Les sorties DVD Carlotta Films sont presque toujours événementielles, avec d’un côté un travail d’exhumation inestimable (oeuvres rares ou inédites), de l’autre un soin inouï porté aux bonus. Cela n’a jamais été si vrai qu’avec L’Aurore, chef-d’oeuvre de Murnau, diffusé une seule fois à la télévision (cinéma de minuit) après des années d’invisibilité. Première expérience américaine de Murnau, L’Aurore est l’un des quatre ou cinq films les plus importants de l’histoire du cinéma : un socle sur lequel tout revient inéluctablement se poser. Mais aussi un aboutissement du cinéma muet dans lequel est contenue sa fin. Première belle idée de l’édition : proposer justement les restes (photos, intertitres, dessins) du film suivant de Murnau (Four devils, 1928, intégralement perdu), et dont l’échec coïncida avec l’essor du parlant. Hormis les fulgurances de City girl (1930) ou Tabou (1931), L’Aurore témoigne, par son plus noble représentant, d’un état terminal d’incandescence du muet, juste avant la chute.

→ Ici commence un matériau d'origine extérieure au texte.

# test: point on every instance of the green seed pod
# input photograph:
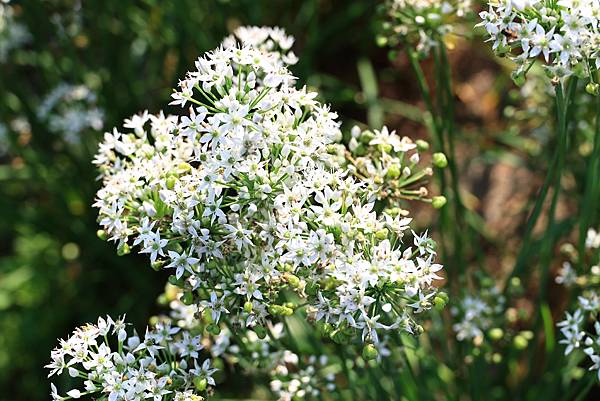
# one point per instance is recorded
(171, 181)
(381, 40)
(123, 249)
(518, 78)
(260, 331)
(292, 280)
(382, 234)
(520, 342)
(370, 352)
(207, 315)
(366, 137)
(439, 303)
(213, 329)
(393, 171)
(102, 235)
(496, 333)
(187, 298)
(593, 89)
(200, 383)
(438, 202)
(422, 145)
(157, 265)
(439, 160)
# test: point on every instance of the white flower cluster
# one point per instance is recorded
(13, 34)
(424, 22)
(581, 328)
(164, 364)
(477, 314)
(271, 40)
(295, 378)
(69, 110)
(563, 33)
(247, 195)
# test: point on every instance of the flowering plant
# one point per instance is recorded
(249, 195)
(562, 33)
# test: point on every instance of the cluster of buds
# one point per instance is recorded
(246, 197)
(563, 34)
(423, 24)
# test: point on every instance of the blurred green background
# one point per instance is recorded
(55, 273)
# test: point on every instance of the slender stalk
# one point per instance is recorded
(592, 189)
(561, 110)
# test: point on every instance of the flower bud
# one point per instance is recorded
(260, 331)
(370, 352)
(200, 383)
(496, 333)
(187, 298)
(123, 249)
(520, 342)
(213, 329)
(171, 181)
(438, 202)
(382, 234)
(593, 89)
(422, 145)
(440, 160)
(366, 137)
(518, 77)
(393, 171)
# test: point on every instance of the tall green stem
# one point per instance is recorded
(554, 174)
(592, 189)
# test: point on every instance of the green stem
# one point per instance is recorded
(592, 189)
(561, 110)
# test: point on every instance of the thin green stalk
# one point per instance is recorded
(445, 79)
(561, 110)
(592, 189)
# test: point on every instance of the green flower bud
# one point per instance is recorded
(157, 265)
(360, 150)
(381, 40)
(207, 315)
(439, 302)
(422, 145)
(370, 352)
(213, 329)
(438, 202)
(187, 298)
(200, 383)
(593, 89)
(382, 234)
(520, 342)
(292, 280)
(260, 331)
(123, 249)
(312, 288)
(171, 181)
(183, 168)
(366, 137)
(518, 77)
(496, 333)
(440, 160)
(393, 171)
(173, 280)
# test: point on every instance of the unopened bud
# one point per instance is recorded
(370, 352)
(438, 202)
(593, 89)
(440, 160)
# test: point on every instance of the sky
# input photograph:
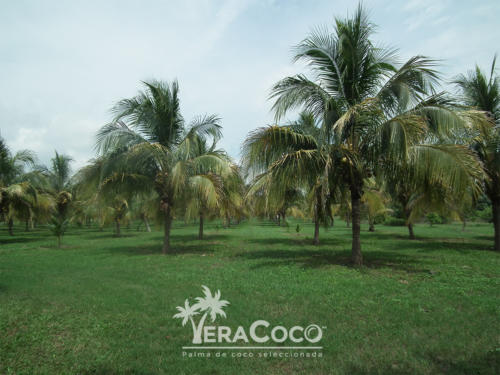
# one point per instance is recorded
(63, 64)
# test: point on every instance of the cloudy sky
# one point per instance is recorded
(64, 63)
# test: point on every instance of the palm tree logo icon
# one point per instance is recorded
(208, 305)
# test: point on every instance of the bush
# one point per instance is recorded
(394, 222)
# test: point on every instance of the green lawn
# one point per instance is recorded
(104, 305)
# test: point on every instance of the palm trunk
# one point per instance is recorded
(200, 231)
(410, 231)
(167, 225)
(316, 232)
(356, 256)
(146, 224)
(316, 217)
(10, 225)
(118, 229)
(496, 222)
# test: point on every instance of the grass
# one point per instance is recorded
(104, 305)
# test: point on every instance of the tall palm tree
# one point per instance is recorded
(287, 158)
(149, 136)
(17, 196)
(205, 181)
(483, 92)
(356, 93)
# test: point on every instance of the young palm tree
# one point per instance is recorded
(355, 93)
(149, 137)
(484, 93)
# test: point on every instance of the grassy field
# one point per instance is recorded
(104, 305)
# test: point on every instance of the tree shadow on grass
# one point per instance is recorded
(395, 241)
(488, 363)
(17, 239)
(105, 370)
(324, 258)
(180, 245)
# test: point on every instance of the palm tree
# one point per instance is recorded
(149, 137)
(356, 93)
(186, 313)
(483, 93)
(207, 170)
(17, 196)
(289, 157)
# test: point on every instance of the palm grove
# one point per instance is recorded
(373, 139)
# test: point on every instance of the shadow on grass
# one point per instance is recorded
(17, 239)
(105, 370)
(488, 363)
(180, 245)
(322, 258)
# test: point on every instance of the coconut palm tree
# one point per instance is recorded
(149, 137)
(186, 313)
(290, 157)
(17, 196)
(355, 92)
(483, 92)
(205, 182)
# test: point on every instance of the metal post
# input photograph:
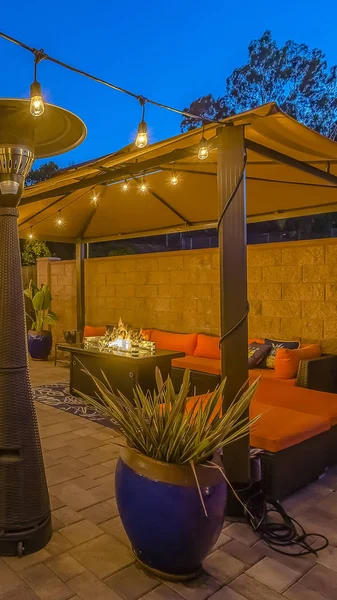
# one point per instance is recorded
(233, 286)
(80, 288)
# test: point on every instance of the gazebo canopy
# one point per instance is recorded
(291, 171)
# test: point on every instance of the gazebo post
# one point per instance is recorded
(80, 287)
(233, 287)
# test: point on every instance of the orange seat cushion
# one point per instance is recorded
(280, 428)
(287, 361)
(275, 393)
(208, 347)
(90, 331)
(268, 374)
(181, 342)
(196, 363)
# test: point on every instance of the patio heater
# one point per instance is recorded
(25, 521)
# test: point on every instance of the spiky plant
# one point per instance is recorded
(164, 426)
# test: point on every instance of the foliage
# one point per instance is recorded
(41, 301)
(42, 173)
(158, 425)
(32, 250)
(296, 78)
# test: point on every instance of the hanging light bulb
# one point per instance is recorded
(142, 137)
(36, 99)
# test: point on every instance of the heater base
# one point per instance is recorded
(21, 543)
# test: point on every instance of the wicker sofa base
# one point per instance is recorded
(286, 471)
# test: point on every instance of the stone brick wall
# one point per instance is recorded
(292, 288)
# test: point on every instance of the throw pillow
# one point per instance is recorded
(269, 362)
(256, 353)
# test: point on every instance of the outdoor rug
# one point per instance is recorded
(58, 396)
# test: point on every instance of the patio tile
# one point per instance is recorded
(81, 532)
(198, 589)
(99, 513)
(253, 590)
(242, 532)
(103, 556)
(59, 474)
(223, 566)
(328, 558)
(58, 544)
(301, 592)
(65, 566)
(19, 564)
(87, 587)
(115, 528)
(247, 554)
(132, 582)
(321, 580)
(273, 574)
(46, 584)
(162, 593)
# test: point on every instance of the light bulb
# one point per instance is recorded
(203, 149)
(36, 100)
(141, 139)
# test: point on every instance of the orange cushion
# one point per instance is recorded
(280, 428)
(208, 346)
(196, 363)
(182, 342)
(90, 331)
(268, 374)
(322, 404)
(287, 361)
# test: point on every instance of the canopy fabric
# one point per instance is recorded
(277, 185)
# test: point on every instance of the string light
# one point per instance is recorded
(142, 137)
(36, 99)
(203, 147)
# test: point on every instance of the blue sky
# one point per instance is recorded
(171, 51)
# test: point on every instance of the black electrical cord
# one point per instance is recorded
(281, 533)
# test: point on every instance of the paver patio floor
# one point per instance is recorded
(89, 557)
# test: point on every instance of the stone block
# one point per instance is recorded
(199, 261)
(282, 274)
(170, 291)
(135, 277)
(303, 255)
(154, 277)
(293, 329)
(319, 310)
(145, 291)
(265, 291)
(257, 257)
(281, 308)
(303, 291)
(331, 253)
(254, 274)
(320, 273)
(126, 290)
(330, 329)
(115, 278)
(125, 265)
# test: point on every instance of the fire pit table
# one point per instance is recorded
(123, 371)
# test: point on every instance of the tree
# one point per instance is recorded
(32, 250)
(296, 78)
(42, 173)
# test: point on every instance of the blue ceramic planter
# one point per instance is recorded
(39, 344)
(163, 516)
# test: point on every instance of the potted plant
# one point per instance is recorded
(40, 339)
(170, 488)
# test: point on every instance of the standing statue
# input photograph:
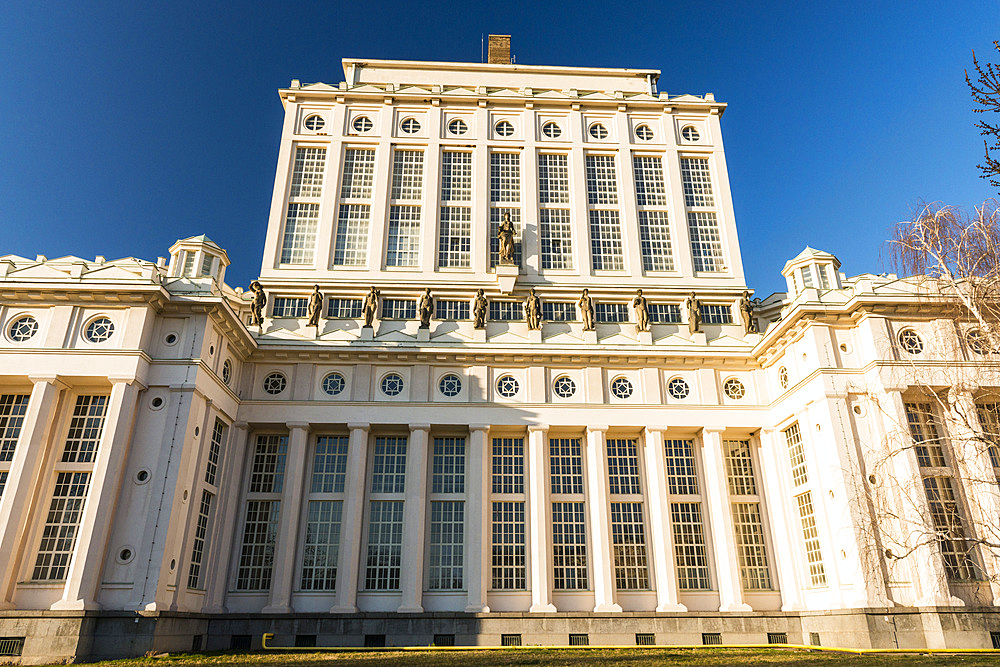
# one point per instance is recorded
(505, 234)
(479, 308)
(533, 311)
(586, 306)
(746, 311)
(257, 304)
(694, 313)
(370, 306)
(641, 312)
(426, 309)
(315, 307)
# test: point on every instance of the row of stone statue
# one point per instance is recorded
(480, 309)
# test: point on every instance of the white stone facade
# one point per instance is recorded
(166, 460)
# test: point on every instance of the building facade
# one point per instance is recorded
(570, 433)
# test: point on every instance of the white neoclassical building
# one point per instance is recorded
(520, 448)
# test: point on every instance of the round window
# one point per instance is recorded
(621, 388)
(734, 389)
(362, 124)
(333, 384)
(507, 386)
(450, 385)
(392, 384)
(275, 383)
(23, 328)
(564, 387)
(99, 330)
(678, 388)
(910, 341)
(315, 123)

A partir d’une histoire très banale (un fermier voit son couple menacé par une vamp venue de la ville), Murnau étale un luxe de procédés confinant à la perfection : sublime photographie naturaliste et sensualiste, ligne claire du récit, fondus et surimpressions d’une incroyable sophistication, mouvements d’appareil sidérants. Tout cela est connu, et justifierait à lui-seul le caractère indispensable de ce DVD (version restaurée avec, au choix, partition musicale ancienne ou contemporaine -mais rien ne vaut la coupure du son pour se laisser complètement happer par la folie des images). Le travail éditorial ne s’arrête pourtant pas là. Enorme surprise, des rushes et prises alternatives figurent en bonus. Parmi eux, notamment, une version non retenue du fameux plan-séquence des retrouvailles sous la lune, et l’intégralité de la scène du départ en tramway vers la ville, vue en amont du montage final. Autant de trésors, soigneusement explicités et présentés avec force anecdotes (exemple : dans la scène de l’église, les rayons de lumières ont été peint en arrière-plan), qui enrichissent merveilleusement la vision du film.

Comme si cela ne suffisait pas, un documentaire de 42 minutes, réalisé par Jean Douchet, complète les bonus. A lui-seul, ce bonus fait figure de chef-d’oeuvre, d’abord parce que Douchet, qu’on prenne ou non son analyse comme un délire interprétatif, garde toujours le film (scènes, plans, éléments et figures) comme ultimes et implacables pièces à conviction de son travail. D’où un bonus d’un genre assez nouveau : non pas un documentaire hors-film ou un mélange de scènes et d’interventions extérieures, mais le film lui-même complètement réorganisé, sur lequel se plaque un texte lu à plusieurs voix. L’approche thématique et symboliste (vampirisme, fantastique, dualite ville / campagne, sexe / amour, nuit / jour, etc) et esthétique (à gauche le mal, à droite le bien) s’enclenche dans un mouvement qui, plus que d’extraire du film une sève, le remet concrètement en scène sous nos yeux. Pour tout cela, cette édition de L’Aurore, le plus simple et le plus beau des films de Murnau, s’impose comme le socle de toute DVDthèque.